U.S. stocks were on track for a new record on Thursday as Fed Chair Janet Yellen’s testimony made bulls feel even bolder than they have for most of this year. The strong gains are even more timely, given one economist’s warning that developed countries may be in or nearing frothy market territory. He highlighted the symptoms of froth he sees at this time and offered some suggestions for avoiding bubble territory as the world’s central banks look to taper off their monetary accommodation policies.
Yellen reverts to her typical dovishness
During her time as chair of the Federal Reserve, Janet Yellen has been known for her dovish tilt, although after Donald Trump entered the White House, signs of hawkishness began to appear. The Fed started to raise rates, but the bond market didn’t believe that the central bank would continue to raise rates.

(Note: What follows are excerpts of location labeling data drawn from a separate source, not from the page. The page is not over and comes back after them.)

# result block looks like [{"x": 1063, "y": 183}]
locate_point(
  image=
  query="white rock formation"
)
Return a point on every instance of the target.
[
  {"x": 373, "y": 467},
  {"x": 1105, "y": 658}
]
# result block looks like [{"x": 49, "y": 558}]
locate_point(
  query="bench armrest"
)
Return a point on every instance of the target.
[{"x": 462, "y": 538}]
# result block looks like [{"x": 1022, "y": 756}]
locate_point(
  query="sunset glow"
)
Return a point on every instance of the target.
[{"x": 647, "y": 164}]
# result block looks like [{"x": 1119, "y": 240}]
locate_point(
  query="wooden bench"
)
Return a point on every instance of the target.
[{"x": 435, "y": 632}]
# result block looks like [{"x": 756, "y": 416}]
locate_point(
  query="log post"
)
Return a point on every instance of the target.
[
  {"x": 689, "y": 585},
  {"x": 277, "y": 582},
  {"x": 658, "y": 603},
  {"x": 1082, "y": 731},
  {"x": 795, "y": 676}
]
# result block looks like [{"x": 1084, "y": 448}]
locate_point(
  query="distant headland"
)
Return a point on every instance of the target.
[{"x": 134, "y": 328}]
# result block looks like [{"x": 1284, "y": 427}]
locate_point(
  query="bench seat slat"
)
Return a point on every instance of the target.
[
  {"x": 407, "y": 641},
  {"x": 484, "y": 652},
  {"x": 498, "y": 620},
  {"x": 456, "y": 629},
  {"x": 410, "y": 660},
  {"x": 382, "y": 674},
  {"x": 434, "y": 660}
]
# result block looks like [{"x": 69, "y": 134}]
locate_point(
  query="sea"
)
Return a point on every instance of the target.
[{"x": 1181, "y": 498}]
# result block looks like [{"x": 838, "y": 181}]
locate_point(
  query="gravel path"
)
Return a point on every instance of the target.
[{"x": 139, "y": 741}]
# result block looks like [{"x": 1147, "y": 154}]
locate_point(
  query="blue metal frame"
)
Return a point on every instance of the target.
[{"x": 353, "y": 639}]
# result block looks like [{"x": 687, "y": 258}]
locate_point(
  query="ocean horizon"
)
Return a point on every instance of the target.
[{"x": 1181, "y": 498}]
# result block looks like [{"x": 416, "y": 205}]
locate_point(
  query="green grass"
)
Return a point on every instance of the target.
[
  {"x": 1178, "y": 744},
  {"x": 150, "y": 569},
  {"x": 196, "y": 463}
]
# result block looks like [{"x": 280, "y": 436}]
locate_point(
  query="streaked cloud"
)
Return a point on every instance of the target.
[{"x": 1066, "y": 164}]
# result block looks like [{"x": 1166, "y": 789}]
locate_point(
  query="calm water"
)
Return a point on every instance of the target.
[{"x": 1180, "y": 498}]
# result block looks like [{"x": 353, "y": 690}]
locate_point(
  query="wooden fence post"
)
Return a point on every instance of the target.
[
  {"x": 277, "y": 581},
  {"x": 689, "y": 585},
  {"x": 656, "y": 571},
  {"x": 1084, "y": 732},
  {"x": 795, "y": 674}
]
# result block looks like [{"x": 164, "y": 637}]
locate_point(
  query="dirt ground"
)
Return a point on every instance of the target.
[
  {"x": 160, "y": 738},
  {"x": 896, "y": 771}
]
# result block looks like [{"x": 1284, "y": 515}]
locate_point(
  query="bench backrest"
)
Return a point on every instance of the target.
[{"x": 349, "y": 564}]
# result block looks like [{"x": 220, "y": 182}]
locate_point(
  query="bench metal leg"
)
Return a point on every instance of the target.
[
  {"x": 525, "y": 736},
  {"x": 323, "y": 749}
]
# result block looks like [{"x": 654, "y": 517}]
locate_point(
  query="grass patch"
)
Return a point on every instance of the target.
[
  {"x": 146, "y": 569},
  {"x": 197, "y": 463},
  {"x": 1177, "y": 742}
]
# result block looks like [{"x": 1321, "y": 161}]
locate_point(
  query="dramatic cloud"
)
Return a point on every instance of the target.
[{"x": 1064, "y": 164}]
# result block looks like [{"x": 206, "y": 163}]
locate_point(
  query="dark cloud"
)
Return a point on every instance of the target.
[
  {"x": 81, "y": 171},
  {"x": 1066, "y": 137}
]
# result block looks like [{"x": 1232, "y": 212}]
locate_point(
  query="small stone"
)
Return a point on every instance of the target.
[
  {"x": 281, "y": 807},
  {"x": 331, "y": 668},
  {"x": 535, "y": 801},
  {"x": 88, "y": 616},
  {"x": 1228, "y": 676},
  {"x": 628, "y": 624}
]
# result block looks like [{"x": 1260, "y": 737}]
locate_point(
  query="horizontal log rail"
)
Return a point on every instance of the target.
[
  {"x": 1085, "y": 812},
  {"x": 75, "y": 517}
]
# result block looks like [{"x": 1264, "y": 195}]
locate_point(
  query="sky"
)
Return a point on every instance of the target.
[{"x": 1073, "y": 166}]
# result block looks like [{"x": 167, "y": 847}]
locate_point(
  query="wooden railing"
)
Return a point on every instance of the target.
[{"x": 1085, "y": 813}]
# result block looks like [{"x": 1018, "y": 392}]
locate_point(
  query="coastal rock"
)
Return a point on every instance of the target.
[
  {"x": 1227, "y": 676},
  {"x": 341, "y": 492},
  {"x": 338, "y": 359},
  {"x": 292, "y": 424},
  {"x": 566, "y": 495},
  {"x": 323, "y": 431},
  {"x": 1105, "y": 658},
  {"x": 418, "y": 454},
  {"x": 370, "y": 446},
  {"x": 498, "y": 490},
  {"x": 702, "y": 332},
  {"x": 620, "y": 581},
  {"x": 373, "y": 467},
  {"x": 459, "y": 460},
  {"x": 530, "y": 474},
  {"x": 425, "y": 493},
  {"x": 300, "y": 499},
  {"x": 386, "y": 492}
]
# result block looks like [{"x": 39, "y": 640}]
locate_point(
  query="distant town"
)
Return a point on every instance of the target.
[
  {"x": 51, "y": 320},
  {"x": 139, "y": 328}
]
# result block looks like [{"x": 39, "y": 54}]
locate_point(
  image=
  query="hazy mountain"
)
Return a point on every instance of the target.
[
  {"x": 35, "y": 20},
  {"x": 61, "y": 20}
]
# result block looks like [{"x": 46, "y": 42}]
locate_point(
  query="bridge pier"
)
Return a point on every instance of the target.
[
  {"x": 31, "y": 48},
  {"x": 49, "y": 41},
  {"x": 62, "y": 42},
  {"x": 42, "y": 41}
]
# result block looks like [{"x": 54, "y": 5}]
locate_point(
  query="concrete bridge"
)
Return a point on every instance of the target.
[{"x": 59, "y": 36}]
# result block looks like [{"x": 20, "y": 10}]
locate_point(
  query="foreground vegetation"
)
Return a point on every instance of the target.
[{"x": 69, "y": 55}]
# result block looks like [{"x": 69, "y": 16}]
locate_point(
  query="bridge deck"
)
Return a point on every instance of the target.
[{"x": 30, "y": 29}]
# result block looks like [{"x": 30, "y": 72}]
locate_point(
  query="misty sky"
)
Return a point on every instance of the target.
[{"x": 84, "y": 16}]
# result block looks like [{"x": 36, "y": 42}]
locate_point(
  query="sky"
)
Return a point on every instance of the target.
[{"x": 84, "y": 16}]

Yellen’s testimony this week covered much more than interest rates, and she brought back investors’ appetite for risk by hinting that borrowing costs might rise more slowly than previously believed. On Thursday, she told the Senate Banking Committee that the federal-funds rate probably doesn’t need to increase a lot to reach “a neutral policy stance.” She made similar remarks before the House Financial Services Committee when she emphasized that the Fed would raise rates gradually.
Both days of dovish commentary triggered a fresh rise in U.S. equities and served to hand the Dow Jones its first closing record high in almost a month. The S&P 500 also surged on Wednesday and continued to tick higher on Thursday, while the NASDAQ Composite did the same.
Symptoms of a frothy market emerging
But just days before these two days of sudden increases in U.S. equities, Deutsche Bank Chief Economist Mikihiro Matsuoka warned about the growing signs of a frothy market. He said in a special report earlier this week that he believed the stock markets in developed countries are starting to show signs that they’re entering frothy territory. Goldman Sachs had similar warnings about the NASDAQ earlier this year.